Before I do, though, I place on the record that in this debate on the Armed Forces Bill—a very important piece of legislation regarding the future and welfare of His Majesty’s armed forces—not a single Reform MP has been present in the Chamber, let alone made a speech. If these people want to wrap themselves in the flag, they should at least take the trouble to turn up to support those who actually defend it, both in this country and around the globe. Reform Members have been too busy today spreading misinformation about my party’s attitude to Northern Ireland veterans—another reason, I suspect, that they did not want to come into the Chamber and face the music.
The shadow Minister will remember that one of the first things I did on leaving the Army in 2013 was to write a policy paper for Policy Exchange titled “The Fog of Law” on lawfare—that legal intervention on the battlefield that causes confusion and leads so many down a terrible path, of which Northern Ireland is one example, although there are many others. He will remember that our party has been on this for years, trying to clear the obstacles that have been created by various different constructs such as the Human Rights Act 1998 and the European convention on human rights. I am sure he will now be one of the champions, along with the Leader of the Opposition, on finding a proper solution to answer that. Will he agree that this is how real government is done—by doing the hard work over many years to find the real answers that apply, and not simply by shouting at others?

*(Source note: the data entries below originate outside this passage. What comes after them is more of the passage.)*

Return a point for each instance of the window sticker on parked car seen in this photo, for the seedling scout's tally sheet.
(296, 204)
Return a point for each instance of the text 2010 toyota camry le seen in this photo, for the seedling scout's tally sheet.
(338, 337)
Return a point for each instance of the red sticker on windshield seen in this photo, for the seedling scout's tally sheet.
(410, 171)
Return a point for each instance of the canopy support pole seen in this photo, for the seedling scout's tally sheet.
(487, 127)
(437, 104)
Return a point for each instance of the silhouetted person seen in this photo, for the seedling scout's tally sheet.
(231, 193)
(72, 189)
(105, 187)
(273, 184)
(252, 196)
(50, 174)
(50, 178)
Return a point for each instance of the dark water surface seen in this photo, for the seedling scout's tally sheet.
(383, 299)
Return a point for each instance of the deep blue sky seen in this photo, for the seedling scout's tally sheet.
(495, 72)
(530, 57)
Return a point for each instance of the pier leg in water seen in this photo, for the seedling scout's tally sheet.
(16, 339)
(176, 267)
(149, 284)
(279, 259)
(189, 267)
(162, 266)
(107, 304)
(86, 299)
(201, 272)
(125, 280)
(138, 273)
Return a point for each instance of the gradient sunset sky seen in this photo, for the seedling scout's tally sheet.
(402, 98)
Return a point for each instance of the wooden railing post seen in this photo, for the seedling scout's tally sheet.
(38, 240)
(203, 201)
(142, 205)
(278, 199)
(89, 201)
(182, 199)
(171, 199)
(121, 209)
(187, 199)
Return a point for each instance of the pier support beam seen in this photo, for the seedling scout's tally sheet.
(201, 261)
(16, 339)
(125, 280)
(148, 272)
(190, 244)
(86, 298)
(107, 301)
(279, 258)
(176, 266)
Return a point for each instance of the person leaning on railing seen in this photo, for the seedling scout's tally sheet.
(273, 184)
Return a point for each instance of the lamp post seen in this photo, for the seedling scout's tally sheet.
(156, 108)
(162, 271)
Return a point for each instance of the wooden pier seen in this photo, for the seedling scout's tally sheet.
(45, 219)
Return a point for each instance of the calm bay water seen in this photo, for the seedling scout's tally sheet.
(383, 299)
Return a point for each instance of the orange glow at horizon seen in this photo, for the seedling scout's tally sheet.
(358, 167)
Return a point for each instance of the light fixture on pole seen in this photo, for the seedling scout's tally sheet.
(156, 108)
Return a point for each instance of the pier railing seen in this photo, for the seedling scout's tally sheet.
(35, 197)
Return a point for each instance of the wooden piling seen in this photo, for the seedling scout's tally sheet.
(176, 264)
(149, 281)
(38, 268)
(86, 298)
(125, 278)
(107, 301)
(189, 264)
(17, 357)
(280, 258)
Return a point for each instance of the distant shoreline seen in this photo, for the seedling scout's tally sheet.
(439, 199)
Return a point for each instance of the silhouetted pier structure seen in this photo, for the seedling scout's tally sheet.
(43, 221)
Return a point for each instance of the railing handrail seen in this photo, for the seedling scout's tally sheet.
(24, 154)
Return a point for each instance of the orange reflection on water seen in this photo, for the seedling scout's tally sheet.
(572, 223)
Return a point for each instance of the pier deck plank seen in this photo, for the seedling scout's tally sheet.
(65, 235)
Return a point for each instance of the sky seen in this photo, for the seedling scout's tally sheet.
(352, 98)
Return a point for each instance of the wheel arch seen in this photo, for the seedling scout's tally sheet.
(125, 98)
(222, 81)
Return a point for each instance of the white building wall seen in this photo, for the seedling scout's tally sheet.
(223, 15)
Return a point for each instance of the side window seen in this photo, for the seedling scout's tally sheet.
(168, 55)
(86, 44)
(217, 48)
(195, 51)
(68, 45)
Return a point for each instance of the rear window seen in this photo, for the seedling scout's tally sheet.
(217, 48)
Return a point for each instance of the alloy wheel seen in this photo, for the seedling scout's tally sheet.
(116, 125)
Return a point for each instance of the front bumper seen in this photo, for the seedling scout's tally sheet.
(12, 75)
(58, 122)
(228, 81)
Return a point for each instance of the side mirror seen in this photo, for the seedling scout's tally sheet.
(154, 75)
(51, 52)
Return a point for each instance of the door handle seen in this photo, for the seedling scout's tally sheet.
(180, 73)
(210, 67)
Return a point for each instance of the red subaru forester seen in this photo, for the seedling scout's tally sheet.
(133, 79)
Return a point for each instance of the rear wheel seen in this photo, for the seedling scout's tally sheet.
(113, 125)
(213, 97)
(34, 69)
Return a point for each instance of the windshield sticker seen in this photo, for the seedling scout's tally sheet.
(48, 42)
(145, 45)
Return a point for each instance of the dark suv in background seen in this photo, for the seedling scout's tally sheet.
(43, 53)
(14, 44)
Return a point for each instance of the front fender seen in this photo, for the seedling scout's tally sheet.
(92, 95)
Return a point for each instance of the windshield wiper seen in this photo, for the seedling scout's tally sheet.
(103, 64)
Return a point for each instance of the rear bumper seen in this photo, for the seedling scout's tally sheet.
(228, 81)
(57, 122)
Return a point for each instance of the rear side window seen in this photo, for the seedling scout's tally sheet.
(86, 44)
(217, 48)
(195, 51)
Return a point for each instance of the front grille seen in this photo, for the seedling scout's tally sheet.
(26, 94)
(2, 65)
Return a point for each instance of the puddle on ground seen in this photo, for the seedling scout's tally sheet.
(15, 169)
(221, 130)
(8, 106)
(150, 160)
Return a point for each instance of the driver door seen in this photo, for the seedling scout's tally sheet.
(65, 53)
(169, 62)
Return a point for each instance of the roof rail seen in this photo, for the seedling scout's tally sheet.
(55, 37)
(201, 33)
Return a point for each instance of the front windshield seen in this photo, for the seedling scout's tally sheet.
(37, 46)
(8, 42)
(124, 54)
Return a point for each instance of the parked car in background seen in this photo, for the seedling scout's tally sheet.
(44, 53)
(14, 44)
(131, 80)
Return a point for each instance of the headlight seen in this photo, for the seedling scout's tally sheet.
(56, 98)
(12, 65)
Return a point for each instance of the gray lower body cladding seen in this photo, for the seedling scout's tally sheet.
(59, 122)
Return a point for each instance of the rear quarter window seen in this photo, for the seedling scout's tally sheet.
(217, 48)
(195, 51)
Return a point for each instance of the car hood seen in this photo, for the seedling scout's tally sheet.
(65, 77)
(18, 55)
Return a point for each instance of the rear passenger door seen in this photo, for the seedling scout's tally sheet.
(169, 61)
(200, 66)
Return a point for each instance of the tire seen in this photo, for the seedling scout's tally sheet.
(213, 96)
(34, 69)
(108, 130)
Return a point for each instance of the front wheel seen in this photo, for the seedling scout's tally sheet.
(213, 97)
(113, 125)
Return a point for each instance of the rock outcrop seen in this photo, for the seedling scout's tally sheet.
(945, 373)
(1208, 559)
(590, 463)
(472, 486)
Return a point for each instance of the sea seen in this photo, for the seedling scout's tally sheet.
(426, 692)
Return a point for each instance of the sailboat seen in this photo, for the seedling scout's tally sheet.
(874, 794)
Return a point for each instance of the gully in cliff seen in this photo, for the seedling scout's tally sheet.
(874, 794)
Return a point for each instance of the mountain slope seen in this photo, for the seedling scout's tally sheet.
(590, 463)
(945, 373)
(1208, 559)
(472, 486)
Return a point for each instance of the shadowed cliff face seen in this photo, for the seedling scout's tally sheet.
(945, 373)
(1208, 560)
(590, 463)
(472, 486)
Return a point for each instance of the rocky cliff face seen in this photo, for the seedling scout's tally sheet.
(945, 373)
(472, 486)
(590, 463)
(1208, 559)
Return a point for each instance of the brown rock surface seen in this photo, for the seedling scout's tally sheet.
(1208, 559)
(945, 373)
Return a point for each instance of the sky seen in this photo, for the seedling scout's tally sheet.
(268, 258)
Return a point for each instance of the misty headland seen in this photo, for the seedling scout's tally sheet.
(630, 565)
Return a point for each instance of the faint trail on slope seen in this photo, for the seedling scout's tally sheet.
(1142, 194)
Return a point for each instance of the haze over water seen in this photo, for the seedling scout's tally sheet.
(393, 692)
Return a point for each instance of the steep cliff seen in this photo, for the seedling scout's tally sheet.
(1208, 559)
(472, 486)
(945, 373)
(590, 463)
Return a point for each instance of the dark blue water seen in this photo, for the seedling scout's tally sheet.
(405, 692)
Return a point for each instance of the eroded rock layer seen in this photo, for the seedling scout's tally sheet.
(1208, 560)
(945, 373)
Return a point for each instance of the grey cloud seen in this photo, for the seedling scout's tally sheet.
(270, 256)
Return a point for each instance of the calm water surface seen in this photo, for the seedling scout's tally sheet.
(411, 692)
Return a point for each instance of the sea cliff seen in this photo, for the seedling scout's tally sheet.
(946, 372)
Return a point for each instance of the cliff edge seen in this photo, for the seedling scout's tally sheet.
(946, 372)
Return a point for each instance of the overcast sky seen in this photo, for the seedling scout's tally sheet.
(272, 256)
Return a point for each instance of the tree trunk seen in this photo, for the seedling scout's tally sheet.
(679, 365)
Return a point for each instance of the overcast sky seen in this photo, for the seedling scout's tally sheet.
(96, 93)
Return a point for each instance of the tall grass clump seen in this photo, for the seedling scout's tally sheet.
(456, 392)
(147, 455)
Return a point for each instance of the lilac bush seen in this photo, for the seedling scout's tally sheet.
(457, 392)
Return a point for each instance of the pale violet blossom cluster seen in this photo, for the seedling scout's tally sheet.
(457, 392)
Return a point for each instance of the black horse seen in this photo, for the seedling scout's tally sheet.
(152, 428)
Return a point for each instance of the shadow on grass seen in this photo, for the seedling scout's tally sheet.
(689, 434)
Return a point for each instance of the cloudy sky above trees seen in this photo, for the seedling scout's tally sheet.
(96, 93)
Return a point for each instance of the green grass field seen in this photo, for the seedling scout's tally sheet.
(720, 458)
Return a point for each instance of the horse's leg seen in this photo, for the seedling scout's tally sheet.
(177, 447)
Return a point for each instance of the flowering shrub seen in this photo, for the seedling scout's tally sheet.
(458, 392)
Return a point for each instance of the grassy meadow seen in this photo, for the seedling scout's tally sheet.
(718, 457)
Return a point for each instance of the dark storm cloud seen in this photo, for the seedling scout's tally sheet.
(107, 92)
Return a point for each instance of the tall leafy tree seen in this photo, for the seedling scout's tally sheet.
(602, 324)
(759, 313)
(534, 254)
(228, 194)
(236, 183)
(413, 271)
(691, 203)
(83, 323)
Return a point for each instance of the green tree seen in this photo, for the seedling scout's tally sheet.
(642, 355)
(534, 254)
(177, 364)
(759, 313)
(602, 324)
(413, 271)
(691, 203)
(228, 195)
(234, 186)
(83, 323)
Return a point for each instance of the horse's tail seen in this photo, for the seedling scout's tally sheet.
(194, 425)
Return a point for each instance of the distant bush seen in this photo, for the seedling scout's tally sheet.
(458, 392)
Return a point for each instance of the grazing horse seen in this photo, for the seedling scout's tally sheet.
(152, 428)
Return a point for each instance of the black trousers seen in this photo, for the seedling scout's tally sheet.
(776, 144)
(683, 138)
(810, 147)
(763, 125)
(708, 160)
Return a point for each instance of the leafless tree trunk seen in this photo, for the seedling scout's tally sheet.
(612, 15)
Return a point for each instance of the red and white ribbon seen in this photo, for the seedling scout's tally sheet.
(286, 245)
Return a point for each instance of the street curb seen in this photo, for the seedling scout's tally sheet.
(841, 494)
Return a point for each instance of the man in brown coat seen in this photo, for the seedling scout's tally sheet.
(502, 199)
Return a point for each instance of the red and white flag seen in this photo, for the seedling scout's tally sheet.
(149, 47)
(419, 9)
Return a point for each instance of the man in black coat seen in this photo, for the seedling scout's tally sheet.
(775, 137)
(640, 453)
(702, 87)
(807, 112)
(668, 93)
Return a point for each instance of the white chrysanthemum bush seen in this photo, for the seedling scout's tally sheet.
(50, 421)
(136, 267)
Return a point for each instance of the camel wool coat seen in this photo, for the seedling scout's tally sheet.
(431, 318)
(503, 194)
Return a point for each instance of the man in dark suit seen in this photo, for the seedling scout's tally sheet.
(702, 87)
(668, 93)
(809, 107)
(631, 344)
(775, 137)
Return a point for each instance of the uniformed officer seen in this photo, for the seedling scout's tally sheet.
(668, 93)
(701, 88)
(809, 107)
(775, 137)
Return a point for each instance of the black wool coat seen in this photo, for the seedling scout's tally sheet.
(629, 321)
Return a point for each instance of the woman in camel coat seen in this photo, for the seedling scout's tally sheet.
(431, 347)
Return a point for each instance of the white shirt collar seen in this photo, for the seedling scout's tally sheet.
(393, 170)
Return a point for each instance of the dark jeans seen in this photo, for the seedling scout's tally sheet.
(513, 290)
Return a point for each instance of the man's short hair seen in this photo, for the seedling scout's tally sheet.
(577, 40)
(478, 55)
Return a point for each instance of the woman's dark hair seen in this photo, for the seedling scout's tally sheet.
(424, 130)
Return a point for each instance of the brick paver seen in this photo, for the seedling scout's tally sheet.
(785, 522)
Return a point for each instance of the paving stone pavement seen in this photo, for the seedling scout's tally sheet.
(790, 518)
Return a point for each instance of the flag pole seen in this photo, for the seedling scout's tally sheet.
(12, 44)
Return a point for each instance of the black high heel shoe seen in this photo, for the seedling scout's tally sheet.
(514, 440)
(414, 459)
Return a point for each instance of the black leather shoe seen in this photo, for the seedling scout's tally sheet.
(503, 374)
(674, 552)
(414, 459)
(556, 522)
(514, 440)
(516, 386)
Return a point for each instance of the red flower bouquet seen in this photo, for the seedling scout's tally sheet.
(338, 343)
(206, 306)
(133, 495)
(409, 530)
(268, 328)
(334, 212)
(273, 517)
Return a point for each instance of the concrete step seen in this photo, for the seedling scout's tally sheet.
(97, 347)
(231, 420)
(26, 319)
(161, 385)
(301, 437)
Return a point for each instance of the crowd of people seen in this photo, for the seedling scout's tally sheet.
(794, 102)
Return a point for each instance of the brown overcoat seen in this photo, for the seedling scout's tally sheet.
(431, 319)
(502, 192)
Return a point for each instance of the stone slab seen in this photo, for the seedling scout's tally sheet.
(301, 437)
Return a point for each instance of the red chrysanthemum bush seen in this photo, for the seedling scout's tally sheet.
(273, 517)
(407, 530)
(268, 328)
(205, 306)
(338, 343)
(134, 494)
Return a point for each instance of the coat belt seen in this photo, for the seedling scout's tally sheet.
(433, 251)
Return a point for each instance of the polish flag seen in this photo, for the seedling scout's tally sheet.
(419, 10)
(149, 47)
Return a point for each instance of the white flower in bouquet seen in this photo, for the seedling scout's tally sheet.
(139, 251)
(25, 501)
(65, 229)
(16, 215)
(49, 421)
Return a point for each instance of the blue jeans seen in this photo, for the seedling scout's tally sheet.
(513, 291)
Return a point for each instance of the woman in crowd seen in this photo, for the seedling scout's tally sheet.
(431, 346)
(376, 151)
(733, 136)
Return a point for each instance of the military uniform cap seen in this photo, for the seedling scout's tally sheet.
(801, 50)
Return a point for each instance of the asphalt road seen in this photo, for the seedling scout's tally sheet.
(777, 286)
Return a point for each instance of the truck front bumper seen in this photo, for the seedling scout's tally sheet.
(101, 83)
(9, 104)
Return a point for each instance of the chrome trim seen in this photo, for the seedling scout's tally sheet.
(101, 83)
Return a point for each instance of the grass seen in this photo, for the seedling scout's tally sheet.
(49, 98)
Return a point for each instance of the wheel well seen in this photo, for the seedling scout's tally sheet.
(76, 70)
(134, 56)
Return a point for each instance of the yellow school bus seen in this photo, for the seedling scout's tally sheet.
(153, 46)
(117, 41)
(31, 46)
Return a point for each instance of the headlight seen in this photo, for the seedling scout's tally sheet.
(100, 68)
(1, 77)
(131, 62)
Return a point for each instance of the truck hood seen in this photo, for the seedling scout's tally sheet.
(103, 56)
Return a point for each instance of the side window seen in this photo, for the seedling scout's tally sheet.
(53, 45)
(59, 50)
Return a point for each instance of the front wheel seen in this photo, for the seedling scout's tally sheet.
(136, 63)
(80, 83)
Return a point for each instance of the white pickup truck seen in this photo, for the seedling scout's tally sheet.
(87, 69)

My right hon. Friend is right. There is an old saying in politics that the world is run by those who turn up. Well, Reform did not turn up.
On the reserves, I should first declare an interest. I served as a Territorial Army infantry officer in the 1980s in the 5th Battalion of the Royal Anglian Regiment, a NATO-roled battalion that formed part of the 49th Infantry Brigade, which in turn was part of the 2nd Infantry Division, whose core mission was essentially to reinforce what was then the British Army of the Rhine, or BAOR, in the event of world war three. Including service in the Officers’ Training Corps prior to joining 5 Royal Anglian, I did some seven years in total. I was on Exercise Lionheart in 1984 as an officer cadet and also exercised in Cyprus and West Berlin as a junior officer.
Nevertheless, I was at no time deployed on active service and so, unlike the Minister, I have no medals at all, because I never did anything that merited one. Despite that, I am still proud to carry the late Queen’s Commission, and I like to believe that had the balloon gone up, our battalion would have done our best to defend the bridge over the Leine river, which was our wartime task.